Alongside a tax and cost-cutting spree, Javier Milei has gone on a kind of crusade against the thicket of regulatory nonsense that had colonized every bit of the Argentinian state. His economy minister launched a new mechanism to invite Argentinians to suggest useless rules to be done away with: in the first eight hours it was in operation, it received over 1,300 suggestions. The government deregulated everything from imports to labeling to apartment rentals. Its Deregulation Minister thundered at the mass of absurd regulations that meant importing, say, $30,000 dollars worth of toys required you to spend $10,000 on paperwork.

Argentinians may not have all turned into doctrinaire libertarians overnight, but they seem to have been catching on to the utility of the libertarian instinct. Faced with the mad mass of overbearing state interference in economic life, they seem to have accepted that you need a bit of a lunatic to cut through it: someone with the bombast and the pugnaciousness to fight the beast. In normal times, you’d surely prefer your president not to run around waving a chainsaw in the air like a madman, but Argentina left normal times so long ago the objection barely seems to even register.

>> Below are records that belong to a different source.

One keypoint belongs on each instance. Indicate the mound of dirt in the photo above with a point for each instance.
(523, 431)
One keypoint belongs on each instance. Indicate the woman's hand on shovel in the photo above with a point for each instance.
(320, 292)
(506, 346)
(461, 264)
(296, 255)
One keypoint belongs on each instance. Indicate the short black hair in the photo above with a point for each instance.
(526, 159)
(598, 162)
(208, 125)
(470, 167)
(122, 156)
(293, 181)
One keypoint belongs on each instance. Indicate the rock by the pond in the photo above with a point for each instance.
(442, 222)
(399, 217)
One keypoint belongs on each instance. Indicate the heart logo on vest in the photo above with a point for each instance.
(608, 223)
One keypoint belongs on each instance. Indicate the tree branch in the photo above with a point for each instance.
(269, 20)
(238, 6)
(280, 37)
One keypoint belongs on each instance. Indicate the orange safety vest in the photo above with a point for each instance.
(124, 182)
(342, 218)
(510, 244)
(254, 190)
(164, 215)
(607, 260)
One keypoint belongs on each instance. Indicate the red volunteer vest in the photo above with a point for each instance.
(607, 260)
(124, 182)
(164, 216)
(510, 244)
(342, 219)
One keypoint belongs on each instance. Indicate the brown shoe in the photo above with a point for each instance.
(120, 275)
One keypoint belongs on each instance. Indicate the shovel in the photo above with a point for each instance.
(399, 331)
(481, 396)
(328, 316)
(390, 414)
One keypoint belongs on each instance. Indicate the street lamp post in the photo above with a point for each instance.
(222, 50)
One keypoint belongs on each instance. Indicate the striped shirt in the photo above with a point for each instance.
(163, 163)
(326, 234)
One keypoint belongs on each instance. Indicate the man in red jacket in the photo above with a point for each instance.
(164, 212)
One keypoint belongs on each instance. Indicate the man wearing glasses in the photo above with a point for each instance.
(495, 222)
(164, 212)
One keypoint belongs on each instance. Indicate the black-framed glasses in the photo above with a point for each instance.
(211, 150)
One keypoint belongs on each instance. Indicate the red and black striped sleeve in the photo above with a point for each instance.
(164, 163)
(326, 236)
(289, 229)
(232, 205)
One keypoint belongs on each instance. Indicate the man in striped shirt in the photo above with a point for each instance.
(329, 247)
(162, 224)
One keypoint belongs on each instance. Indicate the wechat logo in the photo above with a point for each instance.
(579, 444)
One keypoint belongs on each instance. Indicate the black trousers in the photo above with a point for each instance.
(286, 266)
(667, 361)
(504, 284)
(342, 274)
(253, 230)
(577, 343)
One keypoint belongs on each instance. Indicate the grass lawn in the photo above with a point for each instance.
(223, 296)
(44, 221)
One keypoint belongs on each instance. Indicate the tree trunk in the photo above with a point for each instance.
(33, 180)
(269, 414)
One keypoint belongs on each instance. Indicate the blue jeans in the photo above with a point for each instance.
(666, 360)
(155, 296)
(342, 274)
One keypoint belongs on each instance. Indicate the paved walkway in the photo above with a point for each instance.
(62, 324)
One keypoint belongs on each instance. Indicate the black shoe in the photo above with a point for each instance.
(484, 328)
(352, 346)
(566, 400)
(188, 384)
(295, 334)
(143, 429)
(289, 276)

Not, of course, that you can ever rest quite easy with a crazy person in charge of the government. Though he’s shown some signs of moderation in, for instance, restraining himself from calling Xi Jinping a murderous thug to his face, the way he used to, Javier Milei remains the edgelord he’s been all along: inveterately vituperative, revelling in insult, permanently itching for a fight. Treating bilateral relations with Spain the way a 14-year-old treats his first online fight, he called Prime Minister Pedro Sánchez “the torture poor Spaniards have to put up with.” His frustration-control, never strong, remains as flimsy as ever. As long as he stays in power, Argentina will always be one tweet-thread away from the next crisis.

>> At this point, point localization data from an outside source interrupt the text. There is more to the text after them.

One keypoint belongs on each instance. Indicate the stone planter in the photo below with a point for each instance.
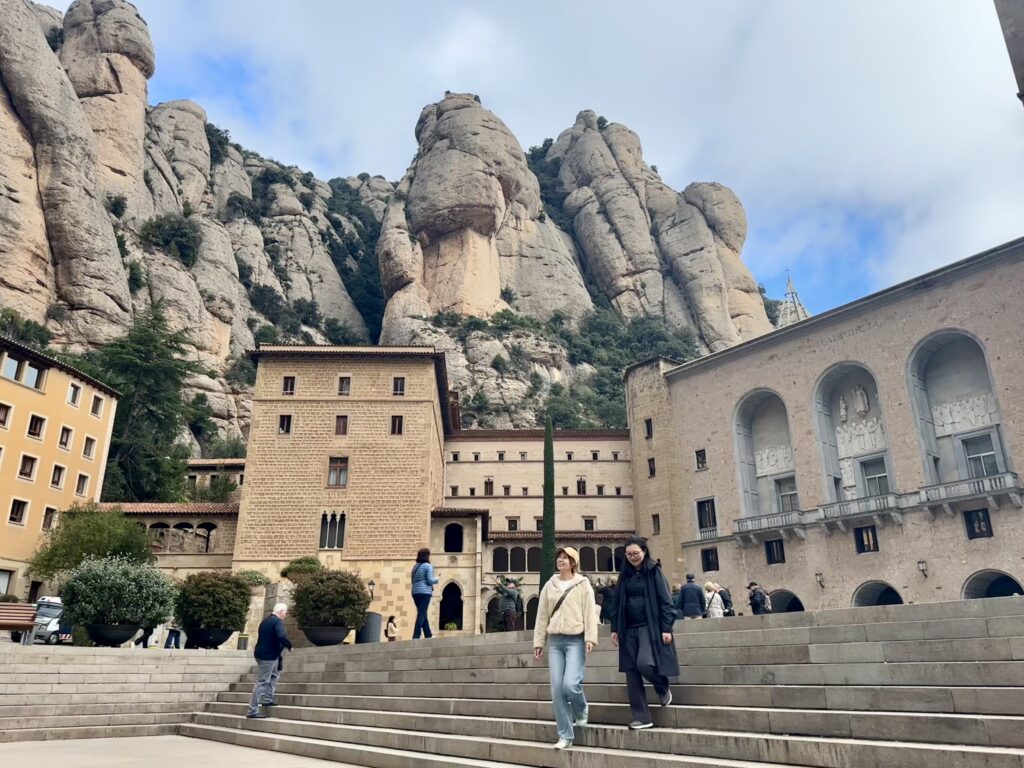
(207, 638)
(326, 635)
(111, 635)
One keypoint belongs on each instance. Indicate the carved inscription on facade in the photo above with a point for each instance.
(966, 414)
(772, 461)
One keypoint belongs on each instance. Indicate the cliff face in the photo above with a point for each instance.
(92, 178)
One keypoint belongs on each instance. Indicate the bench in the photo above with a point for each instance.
(19, 616)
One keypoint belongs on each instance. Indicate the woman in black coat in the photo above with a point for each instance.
(641, 629)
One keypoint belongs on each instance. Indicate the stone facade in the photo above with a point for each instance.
(869, 451)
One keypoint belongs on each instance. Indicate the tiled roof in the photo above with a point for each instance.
(175, 508)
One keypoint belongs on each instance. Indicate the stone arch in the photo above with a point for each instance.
(990, 584)
(876, 593)
(454, 538)
(764, 454)
(852, 435)
(451, 607)
(954, 402)
(784, 601)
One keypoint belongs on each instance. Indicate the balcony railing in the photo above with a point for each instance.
(870, 505)
(1008, 482)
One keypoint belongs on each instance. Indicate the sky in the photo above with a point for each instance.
(869, 141)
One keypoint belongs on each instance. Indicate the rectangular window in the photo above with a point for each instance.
(785, 492)
(27, 470)
(36, 426)
(707, 516)
(978, 523)
(337, 471)
(980, 453)
(709, 559)
(876, 477)
(866, 539)
(18, 512)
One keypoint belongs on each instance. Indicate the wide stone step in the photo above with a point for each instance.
(491, 719)
(384, 757)
(522, 735)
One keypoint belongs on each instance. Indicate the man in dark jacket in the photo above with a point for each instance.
(270, 644)
(690, 600)
(759, 600)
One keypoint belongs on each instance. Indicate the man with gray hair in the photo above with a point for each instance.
(270, 645)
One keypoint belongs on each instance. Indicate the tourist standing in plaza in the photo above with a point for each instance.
(566, 622)
(270, 643)
(641, 629)
(423, 589)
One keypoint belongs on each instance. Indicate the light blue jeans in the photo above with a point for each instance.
(567, 663)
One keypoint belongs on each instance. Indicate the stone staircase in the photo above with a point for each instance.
(914, 686)
(49, 692)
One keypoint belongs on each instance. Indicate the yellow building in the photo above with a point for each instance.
(55, 425)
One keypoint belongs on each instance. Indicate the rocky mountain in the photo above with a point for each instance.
(109, 205)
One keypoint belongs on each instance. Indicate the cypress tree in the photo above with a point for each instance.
(548, 526)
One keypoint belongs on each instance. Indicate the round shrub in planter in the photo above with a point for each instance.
(112, 597)
(211, 605)
(329, 603)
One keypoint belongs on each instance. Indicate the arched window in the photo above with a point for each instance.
(453, 538)
(500, 560)
(588, 561)
(517, 560)
(332, 530)
(534, 560)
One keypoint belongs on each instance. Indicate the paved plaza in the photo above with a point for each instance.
(150, 752)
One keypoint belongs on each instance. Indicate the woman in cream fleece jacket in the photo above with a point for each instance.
(566, 622)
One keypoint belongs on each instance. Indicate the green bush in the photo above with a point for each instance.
(331, 598)
(213, 600)
(176, 235)
(117, 590)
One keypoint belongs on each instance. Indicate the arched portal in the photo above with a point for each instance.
(783, 601)
(876, 593)
(451, 608)
(991, 584)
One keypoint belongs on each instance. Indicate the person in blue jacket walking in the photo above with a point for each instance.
(423, 589)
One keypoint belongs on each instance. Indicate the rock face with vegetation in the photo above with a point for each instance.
(539, 272)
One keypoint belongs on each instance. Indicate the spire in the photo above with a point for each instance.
(793, 309)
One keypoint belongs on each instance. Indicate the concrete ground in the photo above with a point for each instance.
(150, 752)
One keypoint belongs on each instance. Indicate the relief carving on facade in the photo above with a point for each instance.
(773, 460)
(860, 437)
(966, 414)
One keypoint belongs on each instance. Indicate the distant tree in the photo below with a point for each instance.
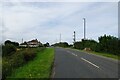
(86, 44)
(47, 44)
(10, 42)
(109, 44)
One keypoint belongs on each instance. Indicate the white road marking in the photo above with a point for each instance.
(90, 62)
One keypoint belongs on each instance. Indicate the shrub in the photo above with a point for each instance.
(29, 54)
(8, 49)
(11, 62)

But for the moment, Milei has had more successes than failures. He’s stabilized the currency, ended the deficit, tamed inflation, and made more progress in terms of structural reform than would’ve seemed imaginable a year ago. He’s managed to get enough support from a congress he doesn’t control to pass some important reforms, though he’s had to push much of his agenda through executive action. He’s pushing for a major new nuclear power plant building program to prepare Argentina for the AI future. Milei is a man with big plans, and it’s no longer obvious they will fail.